España

Y dirán que ya no hay lucha de clases...

Como de puntillas respecto al resto de Europa, desde hace tiempo venimos asistiendo en España a una batalla campal entre dos cla­ses socia­les en los parlamentos, en la Justicia y demás instituciones, y en el espacio de los medios de comu­nicación. Entre la clase de los que predican, man­dan y orga­nizan la vida de todo bicho viviente, y la de quienes se re­sis­ten u obedecen a regañadientes representa­dos por otros que aban­deran el espíritu de la dignidad. Una prueba re­cién sa­lida del noticiero diario abrumador español es la de­cisión del ayun­tamiento de una ciu­dad importante de re­poner el nombre de calles de reso­nancia franquista que es­tu­vieron hasta hace unos años, contraviniendo así una ley vigente, la de Memoria Histórica. Decisión ésta que obliga a imaginar la tre­menda mentalidad involucionista del par­tido del go­bierno si con mayoría absoluta volviese a gober­nar y a le­gis­lar...

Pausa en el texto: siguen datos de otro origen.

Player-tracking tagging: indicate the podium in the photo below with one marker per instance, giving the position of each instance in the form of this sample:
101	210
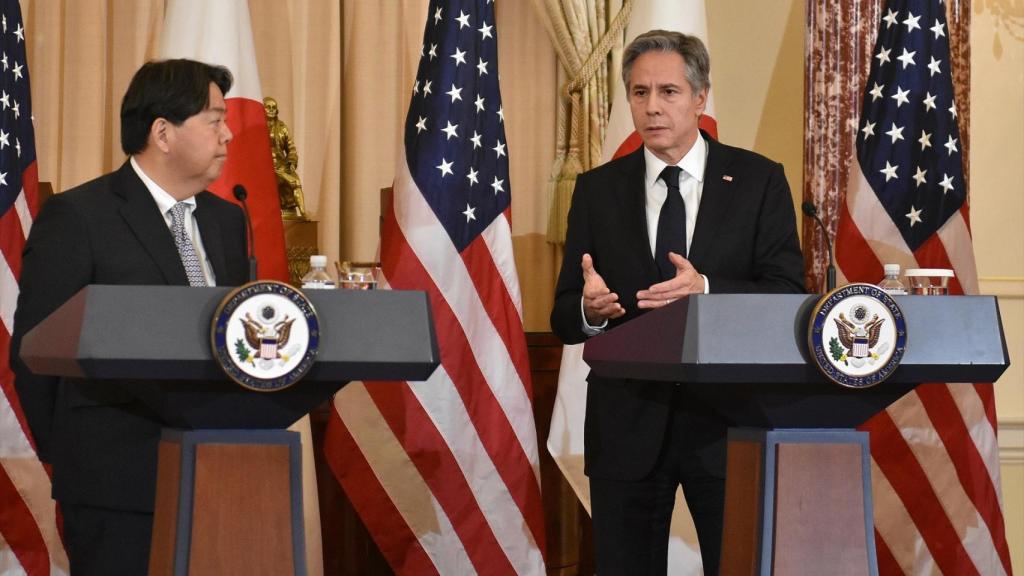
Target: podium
798	480
228	490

La lucha de clases, pues, no ha desaparecido, o ha resur­gido en España. La lucha de clases se refiere al conflicto en­tre las dos clases sociales existentes, entre los de arriba y los de abajo, entre los que producen y los que no produ­cen, en­tre los que sin trabajar se adueñan de la pro­ducción y exclu­yen a los que trabajan, entre explotadores y explotados; his­tó­ricamente entre amos y esclavos, entre patricios y plebe­yos, entre terratenientes y campesinos, entre burgue­ses y proletarios, entre ricos y pobres, entre depredadores y pre­sa, entre el 1% y el 99%. En la natura­leza las manadas o pre­sas desorganizadas, nunca domi­nan a sus depredado­res. En el gobierno de los amos, un es­clavo nunca será rey y de igual modo en el gobierno de la burguesía, un obrero ja­más llegará a gobernar a los bur­gueses.

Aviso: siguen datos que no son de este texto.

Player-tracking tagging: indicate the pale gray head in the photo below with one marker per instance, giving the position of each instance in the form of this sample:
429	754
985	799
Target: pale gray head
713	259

A lo largo de la historia siempre ha sido así, siempre ha habido clases enfrentadas. Unas practican la opresión y otras luchan por la liberación. En el esclavismo los amos se apropiaron de la producción, lo tenían todo y domina­ban a los esclavos o productores. En el feudalismo, la mi­noría que se adueñó de la tierra y la producción domi­naba a la mayo­ría que fue expropiada. En el capitalismo dominan los que se han enriquecido con la tierra que es propiedad de todos, y con la acumulación originaria (sa­queo de riquezas a otros pueblos y al propio pueblo) se adueñaron además de todos los medios de producción, de la materia prima, del trabajo y del trabajador o esclavo de nuevo tipo a través de la escla­vitud asalariada...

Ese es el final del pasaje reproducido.